Regista impegnato, comico, attore, giornalista: l’ex Iena Pierfrancesco Diliberto, in arte Pif, torna in tv con il suo programma di inchieste. Sognando papa Francesco e Beppe Grillo. Anche se, confessa, vorrebbe solo riposarsi
Difficile cosa faccia di lavoro Pif, visto che è un cineasta tra i più apprezzati degli ultimi anni, un autore tv, un attore, un comico, un giornalista, e, a un certo punto, è stato anche doppiatore di un film di animazione (Il Piccolo Principe, nelle sale lo scorso anno).
Però se gli si chiede cosa vole fare da grande, Pif risponde che la cosa che gli piace di più è «Il Testimone», il suo primo vero programma da solo (all’epoca su MTV, oggi su Tv8) fatto dopo essersi tolta la giacca e la cravatta da Iena. Venerdì 20 gennaio, Il Testimone torna con una nuova edizione: dieci puntate (di cui quattro registrate negli Stati Uniti, a Miami e Las Vegas) in cui Pif, armato di una telecamerina portatile, da solo, fa inchieste e interviste sui temi che la cronaca normale dimentica, trascura o, semplicemente, non vede: storie di arbitri di provincia, di stati in cui essere felici è obbligatorio per legge o di collezionisti pazzi che riempiono stanze intere del frutto della loro mania.
Pif, le sembra una buona idea mettersi a fare giornalismo nel periodo storico in cui il giornalismo va meno di moda in assoluto?
«Eh, attenzione però: io non faccio il giornalista. Io solo prendo un tema, ci lavoro sopra e faccio un video di quello che mi succede mentre lo faccio: nel Testimone c’è tutto, o quasi, senza finzioni. Diciamo che per il 95% è tutto vero».
E il 5% ?
«Lì c’è un po’ di televisione, di artificio. Ma poca roba. Il Testimone sono io con la mia telecamerina e basta. Niente filtro, niente paracadute. Per questo, per certi aspetti, è facile fare Il Testimone: semplicemente faccio il filmino di quello che mi succede»
Sicuro di non aver barato? Nemmeno un po’?
«Non ho barato, ma ammetto che un problema c’è stato: questa edizione del Testimone a differenza delle altre è stata fatta da un Pif ‘famoso’, è stata la prima in cui la gente mi riconosceva, sapeva chi fossi e, in qualche modo, voleva fare bella figura perchè’ c’ero io.
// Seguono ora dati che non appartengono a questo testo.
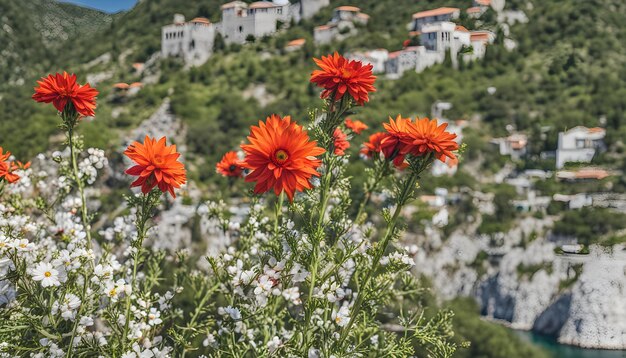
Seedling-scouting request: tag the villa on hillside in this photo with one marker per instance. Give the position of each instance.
(341, 25)
(193, 41)
(579, 144)
(513, 145)
(434, 16)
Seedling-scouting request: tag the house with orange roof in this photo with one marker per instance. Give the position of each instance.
(579, 144)
(193, 40)
(295, 45)
(376, 58)
(433, 16)
(190, 40)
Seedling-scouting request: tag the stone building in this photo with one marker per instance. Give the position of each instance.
(579, 144)
(433, 16)
(192, 41)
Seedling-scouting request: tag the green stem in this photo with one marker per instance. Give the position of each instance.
(79, 185)
(279, 211)
(391, 228)
(142, 218)
(78, 316)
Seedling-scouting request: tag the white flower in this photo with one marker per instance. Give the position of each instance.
(234, 313)
(154, 317)
(292, 294)
(46, 273)
(341, 317)
(67, 306)
(86, 321)
(209, 340)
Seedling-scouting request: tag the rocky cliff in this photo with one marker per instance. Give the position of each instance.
(519, 278)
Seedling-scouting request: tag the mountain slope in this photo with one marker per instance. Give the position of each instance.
(33, 30)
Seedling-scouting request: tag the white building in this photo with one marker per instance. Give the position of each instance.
(579, 144)
(445, 36)
(404, 60)
(376, 58)
(479, 41)
(433, 16)
(513, 145)
(192, 41)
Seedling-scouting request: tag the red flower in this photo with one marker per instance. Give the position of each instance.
(356, 126)
(156, 165)
(7, 169)
(280, 157)
(230, 165)
(60, 88)
(428, 136)
(340, 142)
(339, 75)
(374, 145)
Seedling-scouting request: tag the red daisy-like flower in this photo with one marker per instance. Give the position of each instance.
(156, 165)
(428, 136)
(340, 142)
(374, 145)
(281, 157)
(355, 126)
(7, 169)
(230, 165)
(338, 76)
(60, 88)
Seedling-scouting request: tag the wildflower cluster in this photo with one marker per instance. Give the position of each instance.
(301, 271)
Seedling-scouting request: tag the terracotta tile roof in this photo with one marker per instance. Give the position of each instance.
(592, 174)
(348, 8)
(296, 42)
(394, 54)
(435, 12)
(479, 36)
(201, 20)
(323, 27)
(262, 5)
(228, 5)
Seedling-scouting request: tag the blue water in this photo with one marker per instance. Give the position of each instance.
(564, 351)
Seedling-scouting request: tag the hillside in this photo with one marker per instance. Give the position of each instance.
(567, 69)
(32, 30)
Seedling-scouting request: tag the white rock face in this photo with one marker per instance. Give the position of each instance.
(597, 312)
(580, 299)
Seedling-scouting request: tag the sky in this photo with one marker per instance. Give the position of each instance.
(110, 6)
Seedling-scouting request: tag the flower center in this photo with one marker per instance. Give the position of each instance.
(281, 156)
(158, 160)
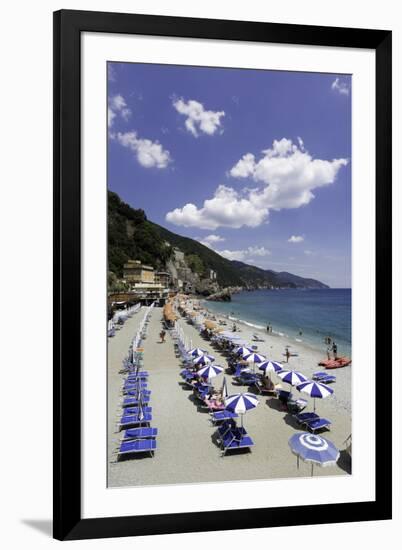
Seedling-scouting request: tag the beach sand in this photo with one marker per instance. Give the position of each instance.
(187, 449)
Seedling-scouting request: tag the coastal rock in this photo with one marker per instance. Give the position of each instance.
(222, 296)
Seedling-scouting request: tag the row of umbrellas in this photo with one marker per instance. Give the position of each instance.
(309, 447)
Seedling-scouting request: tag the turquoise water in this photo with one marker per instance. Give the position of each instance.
(314, 313)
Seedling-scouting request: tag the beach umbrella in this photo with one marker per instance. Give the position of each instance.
(210, 371)
(240, 403)
(292, 377)
(203, 360)
(270, 366)
(243, 351)
(314, 448)
(315, 390)
(197, 352)
(224, 388)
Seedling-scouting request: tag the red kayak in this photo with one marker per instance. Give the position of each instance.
(335, 363)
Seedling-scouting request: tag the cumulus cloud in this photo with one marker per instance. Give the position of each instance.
(286, 176)
(296, 239)
(340, 86)
(198, 119)
(117, 106)
(149, 154)
(210, 240)
(249, 254)
(227, 208)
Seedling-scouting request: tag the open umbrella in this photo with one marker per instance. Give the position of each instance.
(203, 360)
(197, 352)
(315, 389)
(243, 351)
(270, 366)
(313, 448)
(210, 371)
(240, 403)
(292, 377)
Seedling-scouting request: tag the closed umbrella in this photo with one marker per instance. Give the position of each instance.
(314, 449)
(203, 360)
(315, 390)
(240, 403)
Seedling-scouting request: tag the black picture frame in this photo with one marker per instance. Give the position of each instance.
(68, 27)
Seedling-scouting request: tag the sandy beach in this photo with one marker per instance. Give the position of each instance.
(187, 449)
E in qualche modo, anche se mi dispiace, sono diventato un po’ ingombrante e questo forse ha falsato un po’ la realtà».
Quindi fa un programma tutto di verità nel pieno dell’epoca delle fake news?
«Il problema è che oggi la gente non crede alle fonti ufficiali, come i giornali. Quindi anche chi giornalista non è, come me, deve dire cose vere: qualche tempo fa era uscito un sondaggio che diceva che la gente crede più alle Iene che al Tg1. E comunque sulle fake news io ho una mia teoria».
Sarebbe?
«Secondo me la gente che condivide le fake news, in fondo al cuore, in fondo in fondo, un po’ lo sa che sono panzane e che sono cose che non esistono proprio. Solo che attaccare una persona, un politico, una situazione, su temi veri, con cognizione di causa, con argomenti fondati è faticoso richiede impegno, interesse, fatica, ricerca, studio. Invece con una bella fake news strampalata si fa zero fatica, si infama chi si vuole infamare e la si butta caciara così, gratis».
Ci sono 10 puntate in questa edizione: qual è quella che le è piaciuto di più?
«Credo quella con gli arbitri: noi conosciamo quelli famosi, che arbitrano in serie A. Ma ce ne sono tantissimi, nelle mille divisioni del calcio di provincia, che si prendono badilate di insulti, di ogni tipo, indipentemente da quello che fischiano o non fischiano, che si fanno n mazzo così da un aparte all’altra del campo e che non prendono una lira. E magari, come il liceale che ho incontrato, il giorno dopo hanno anche un’interrogazione a scuola. Ma chi glielo fa fare?».
C’è un Testimone che vorrebbe ancora fare?
«Una giornata con il Papa, gomito a gomito. O con Beppe Grillo. Ma secondo me è meglio con il Papa».